The fourth study utilizes proteomic and cytokine profiling to reveal alterations in immune- and hemostasis-related pathways in NTG and OHT patients. A unique expression of apolipoproteins in OHT patients suggests that cholesterol metabolism is involved. The differentially expressed apolipoproteins are components of high-density lipoprotein 3 (HDL3) with suggested antioxidant and anti-inflammatory properties. OHT patients may have a steadier immune response since hypoxia induces decreased levels of tumor necrosis factor-a (TNF-a) compared to controls. Patients with NTG, on the other hand, may have an inability to optimally activate the immune response, as hypoxia induces decreased levels of interleukin-1b (IL-1b) and C-reactive protein (CRP) compared to controls.

Overall, the present thesis implies that patients with NTG and OHT exhibit altered molecular regulation patterns.
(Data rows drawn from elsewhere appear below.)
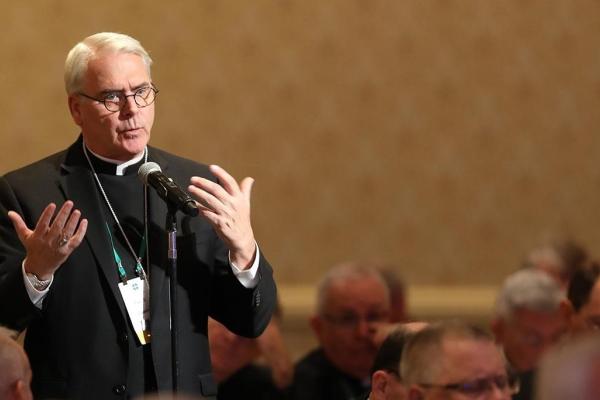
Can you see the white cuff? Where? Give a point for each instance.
(36, 296)
(247, 277)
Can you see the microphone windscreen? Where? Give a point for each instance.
(146, 169)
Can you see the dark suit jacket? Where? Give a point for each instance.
(316, 378)
(79, 343)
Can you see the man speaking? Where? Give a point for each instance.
(84, 255)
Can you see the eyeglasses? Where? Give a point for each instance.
(351, 320)
(506, 383)
(115, 101)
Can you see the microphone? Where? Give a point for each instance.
(151, 174)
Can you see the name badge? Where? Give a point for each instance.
(135, 294)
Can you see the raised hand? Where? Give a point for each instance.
(227, 207)
(52, 241)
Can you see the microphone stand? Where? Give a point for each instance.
(171, 227)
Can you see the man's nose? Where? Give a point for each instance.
(499, 394)
(129, 106)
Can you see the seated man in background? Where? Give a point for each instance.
(453, 360)
(528, 320)
(583, 299)
(15, 372)
(352, 302)
(386, 383)
(233, 359)
(398, 304)
(560, 259)
(571, 371)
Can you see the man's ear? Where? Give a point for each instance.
(21, 391)
(567, 310)
(379, 384)
(75, 108)
(316, 323)
(415, 393)
(497, 327)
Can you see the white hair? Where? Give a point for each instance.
(571, 371)
(347, 271)
(78, 58)
(528, 289)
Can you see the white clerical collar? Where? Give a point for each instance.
(120, 165)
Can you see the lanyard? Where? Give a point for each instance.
(143, 246)
(139, 271)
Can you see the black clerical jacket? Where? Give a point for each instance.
(80, 343)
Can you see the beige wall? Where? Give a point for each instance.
(445, 136)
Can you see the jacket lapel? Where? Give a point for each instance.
(158, 213)
(79, 186)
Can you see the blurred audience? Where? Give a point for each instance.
(386, 383)
(398, 303)
(234, 362)
(583, 299)
(571, 371)
(15, 371)
(352, 302)
(453, 360)
(559, 258)
(529, 319)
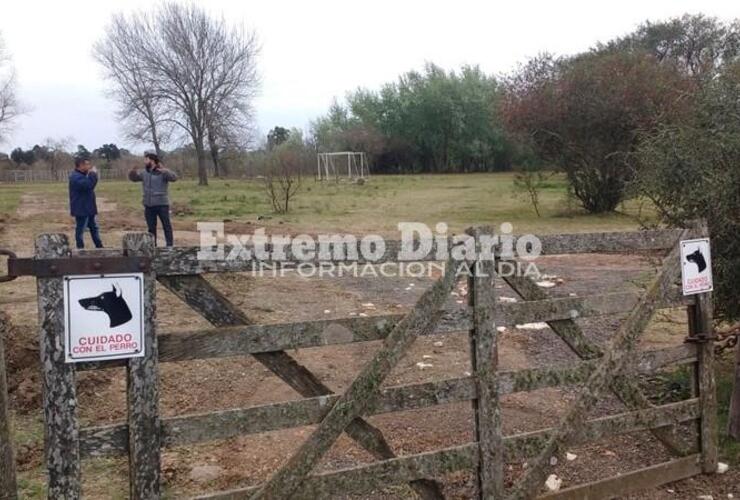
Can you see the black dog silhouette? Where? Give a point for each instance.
(111, 303)
(697, 258)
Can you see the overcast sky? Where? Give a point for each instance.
(312, 51)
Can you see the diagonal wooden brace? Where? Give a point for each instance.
(363, 393)
(615, 358)
(202, 297)
(625, 389)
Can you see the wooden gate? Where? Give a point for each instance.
(612, 369)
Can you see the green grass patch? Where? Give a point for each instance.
(381, 203)
(729, 448)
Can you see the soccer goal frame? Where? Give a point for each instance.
(331, 165)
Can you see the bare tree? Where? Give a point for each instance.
(122, 56)
(10, 107)
(283, 178)
(229, 127)
(203, 69)
(178, 65)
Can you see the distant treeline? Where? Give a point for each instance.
(430, 121)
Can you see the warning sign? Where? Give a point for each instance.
(696, 266)
(103, 317)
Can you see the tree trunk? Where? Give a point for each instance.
(155, 135)
(734, 419)
(202, 172)
(214, 157)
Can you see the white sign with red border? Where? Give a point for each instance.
(103, 317)
(696, 266)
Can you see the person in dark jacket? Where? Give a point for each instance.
(155, 180)
(82, 206)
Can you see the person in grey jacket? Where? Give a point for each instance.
(155, 179)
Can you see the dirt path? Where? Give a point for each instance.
(210, 385)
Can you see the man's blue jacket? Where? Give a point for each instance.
(82, 193)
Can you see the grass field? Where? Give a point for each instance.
(377, 206)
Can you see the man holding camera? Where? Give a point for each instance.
(155, 180)
(82, 204)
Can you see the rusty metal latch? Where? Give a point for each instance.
(51, 268)
(700, 338)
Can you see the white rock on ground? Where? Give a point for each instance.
(205, 473)
(532, 326)
(553, 482)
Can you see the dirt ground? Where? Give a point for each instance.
(209, 385)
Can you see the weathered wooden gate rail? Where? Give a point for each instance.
(178, 269)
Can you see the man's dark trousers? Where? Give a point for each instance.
(163, 212)
(87, 222)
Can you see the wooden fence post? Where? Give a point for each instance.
(484, 365)
(143, 388)
(8, 486)
(733, 427)
(60, 399)
(700, 326)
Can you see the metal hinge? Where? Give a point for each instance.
(51, 268)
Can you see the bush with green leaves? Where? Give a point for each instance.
(690, 169)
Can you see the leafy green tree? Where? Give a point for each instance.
(429, 121)
(276, 137)
(584, 115)
(689, 170)
(698, 45)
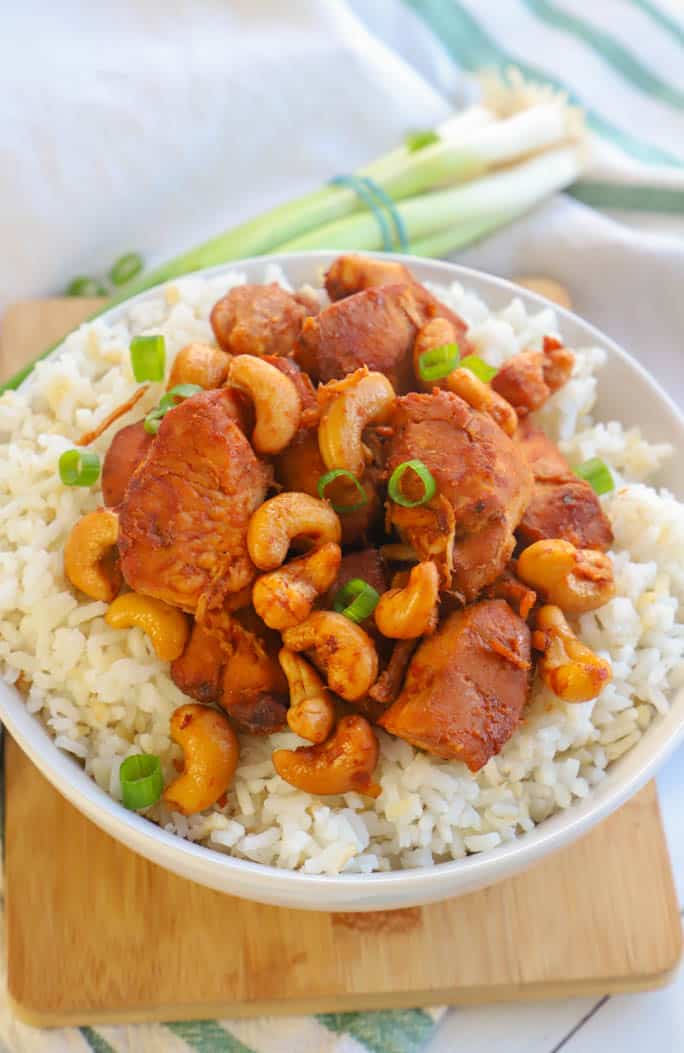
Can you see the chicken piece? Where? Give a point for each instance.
(466, 686)
(483, 487)
(183, 520)
(562, 505)
(303, 384)
(199, 670)
(257, 320)
(388, 684)
(126, 451)
(374, 328)
(300, 467)
(254, 688)
(517, 595)
(526, 380)
(351, 274)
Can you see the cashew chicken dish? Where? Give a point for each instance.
(338, 578)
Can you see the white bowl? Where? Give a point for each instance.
(625, 392)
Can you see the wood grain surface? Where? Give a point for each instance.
(98, 934)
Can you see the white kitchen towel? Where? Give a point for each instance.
(147, 125)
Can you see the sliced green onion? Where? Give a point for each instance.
(166, 402)
(147, 357)
(438, 362)
(79, 468)
(356, 600)
(125, 269)
(141, 780)
(481, 369)
(425, 476)
(597, 473)
(418, 140)
(341, 473)
(85, 286)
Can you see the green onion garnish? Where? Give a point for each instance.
(438, 362)
(125, 267)
(85, 286)
(167, 401)
(341, 473)
(417, 140)
(356, 600)
(153, 420)
(147, 357)
(425, 476)
(141, 780)
(481, 369)
(597, 474)
(79, 468)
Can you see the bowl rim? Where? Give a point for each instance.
(68, 776)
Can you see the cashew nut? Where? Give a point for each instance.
(348, 406)
(278, 521)
(210, 753)
(574, 579)
(312, 710)
(572, 672)
(344, 763)
(199, 363)
(339, 647)
(89, 555)
(434, 334)
(166, 627)
(404, 614)
(285, 596)
(278, 408)
(482, 397)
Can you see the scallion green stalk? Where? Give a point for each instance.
(503, 194)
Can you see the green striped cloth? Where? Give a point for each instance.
(622, 60)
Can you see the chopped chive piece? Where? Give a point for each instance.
(141, 780)
(425, 476)
(356, 600)
(85, 286)
(166, 402)
(482, 370)
(341, 473)
(153, 420)
(147, 357)
(177, 394)
(125, 267)
(79, 468)
(438, 362)
(597, 473)
(418, 140)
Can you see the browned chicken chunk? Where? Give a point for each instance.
(128, 448)
(526, 380)
(483, 485)
(303, 384)
(258, 320)
(374, 328)
(562, 505)
(183, 520)
(351, 274)
(466, 686)
(198, 671)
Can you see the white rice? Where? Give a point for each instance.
(104, 695)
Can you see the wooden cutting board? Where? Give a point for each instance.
(97, 934)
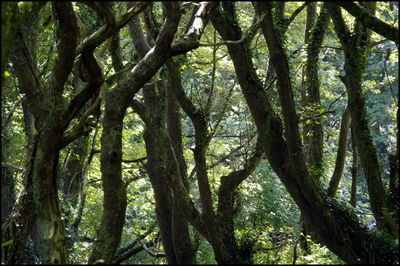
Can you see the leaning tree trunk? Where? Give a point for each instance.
(355, 49)
(334, 225)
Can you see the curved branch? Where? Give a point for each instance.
(370, 21)
(68, 34)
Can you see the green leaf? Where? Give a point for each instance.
(9, 242)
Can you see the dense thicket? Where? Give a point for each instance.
(200, 132)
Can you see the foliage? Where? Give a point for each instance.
(265, 213)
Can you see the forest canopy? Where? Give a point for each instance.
(200, 132)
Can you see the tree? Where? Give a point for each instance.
(218, 126)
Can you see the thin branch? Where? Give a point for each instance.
(12, 166)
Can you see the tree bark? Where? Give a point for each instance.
(369, 20)
(355, 50)
(340, 155)
(327, 218)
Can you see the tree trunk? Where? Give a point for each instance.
(340, 155)
(114, 202)
(355, 50)
(354, 172)
(329, 220)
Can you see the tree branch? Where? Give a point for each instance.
(370, 21)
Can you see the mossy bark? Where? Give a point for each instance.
(355, 49)
(334, 226)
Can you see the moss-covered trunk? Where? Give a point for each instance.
(355, 45)
(49, 225)
(114, 201)
(333, 225)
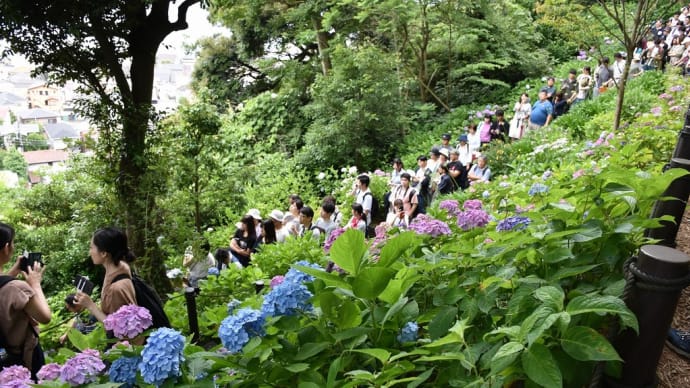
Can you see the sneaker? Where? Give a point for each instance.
(679, 341)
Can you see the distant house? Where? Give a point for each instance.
(44, 96)
(43, 163)
(40, 116)
(58, 133)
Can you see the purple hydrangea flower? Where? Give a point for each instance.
(48, 372)
(128, 321)
(83, 368)
(472, 204)
(331, 239)
(277, 280)
(162, 356)
(408, 333)
(124, 370)
(423, 224)
(15, 376)
(295, 275)
(538, 188)
(287, 298)
(236, 330)
(473, 218)
(451, 206)
(513, 223)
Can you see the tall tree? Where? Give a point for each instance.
(632, 22)
(109, 46)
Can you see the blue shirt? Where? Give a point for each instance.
(540, 111)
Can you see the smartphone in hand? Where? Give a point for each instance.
(83, 284)
(29, 259)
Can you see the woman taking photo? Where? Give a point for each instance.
(243, 241)
(109, 249)
(22, 307)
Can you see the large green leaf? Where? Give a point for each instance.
(370, 282)
(348, 251)
(603, 304)
(443, 320)
(586, 344)
(311, 349)
(396, 247)
(540, 366)
(505, 356)
(551, 296)
(380, 354)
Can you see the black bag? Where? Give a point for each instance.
(147, 298)
(8, 358)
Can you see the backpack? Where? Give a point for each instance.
(374, 205)
(6, 357)
(147, 298)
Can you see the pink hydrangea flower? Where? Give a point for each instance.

The included studies suggest metabolic vulnerability and altered immune response in NTG pathology, whereas OHT patients may possess resilience to glaucoma development despite high IOP. This resilience is attributed to superior antioxidant defense and anti-inflammatory mechanisms. Different classes of lipids and apolipoproteins appear crucial through their proposed antioxidant and anti-inflammatory properties in OHT patients, combating oxidative stress and inflammation while compensating for potential metabolic vulnerability.